I’ve had success to date using GET and POST requests using javascript on a web page. I’m now trying to combine variables in a data string and parse the results in javascript but I’m getting an unexpected result using sprintf() in my core.

In the Spark Core I have:

Spark.variable("getCoreData", &strCore, STRING);

sprintf(strCore,"{\"TempAct\": %.1f, \"TempSet\": %i, \"TimerVal\": %i}", temperature, iTempTarg, TimeLeft);

When I send the get request I get the following result:

{
“cmd”: “VarReturn”,
“name”: “getCoreData”,
“result”: “{“TempAct”: 19.1, “TempSet”: 550, “TimerVal”: 3317}”,
“coreInfo”: {
“last_app”: “”,
“last_heard”: “2014-12-03T19:18:53.943Z”,
“connected”: true,
“deviceID”: “[My device ID”
}
}

I was expecting to get a return like “{“TempAct”: 19.1 … }”, not “{“TempAct”: 19.1 …}”

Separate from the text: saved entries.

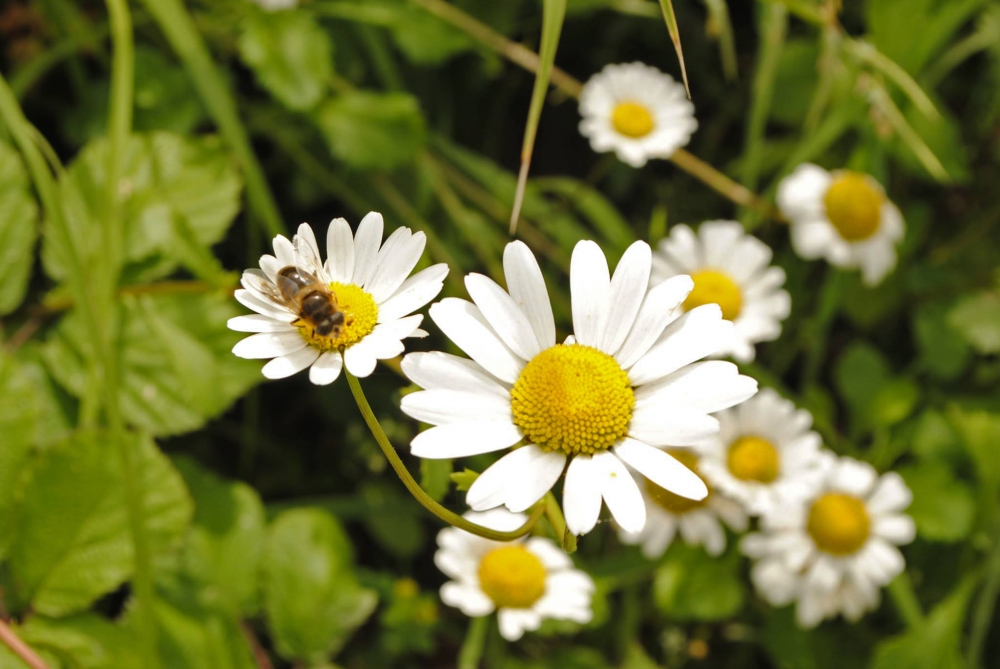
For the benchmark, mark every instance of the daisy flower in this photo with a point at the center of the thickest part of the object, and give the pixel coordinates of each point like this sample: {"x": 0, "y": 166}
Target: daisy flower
{"x": 730, "y": 268}
{"x": 524, "y": 581}
{"x": 697, "y": 521}
{"x": 372, "y": 292}
{"x": 765, "y": 454}
{"x": 842, "y": 216}
{"x": 834, "y": 552}
{"x": 636, "y": 111}
{"x": 624, "y": 385}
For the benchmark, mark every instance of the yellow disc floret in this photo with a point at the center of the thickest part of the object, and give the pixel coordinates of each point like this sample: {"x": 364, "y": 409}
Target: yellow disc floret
{"x": 753, "y": 459}
{"x": 360, "y": 318}
{"x": 573, "y": 398}
{"x": 512, "y": 576}
{"x": 854, "y": 206}
{"x": 839, "y": 523}
{"x": 714, "y": 287}
{"x": 675, "y": 503}
{"x": 632, "y": 119}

Can anyone point me in the right direction?
Is there a good tutorial on sprintf() and JSON as it applies to Spark? I’ve found some good short tutorials or complex references but not a lot of examples that bridge the two.

I think Spark API escapes quotes in the string, otherwise it would lead to JSON parse errors. If the string would be used as is:

"result": "{"TempAct": 19.1, "TempSet": 550, "TimerVal": 3317}",
------------^ unescaped quote

It might be understood as:

"result": "{"<missing comma>
"TempAct": 19.1,
"TempSet": 550,
"TimerVal": 3317}", <-- malformed value

As the value of result is string and not an object, API might want to ensure it will be parsed correctly as a string. You might test it sending value of strCore to serial console.

Hi @arniew

You are doing it right. Just call JSON.parse() on that string and it will be fine. It gets escaped again when printed as a return from the cloud.

Thanks, yes it is working fine.

For the sake of completion, the following code snippet performs the parsing that was needed.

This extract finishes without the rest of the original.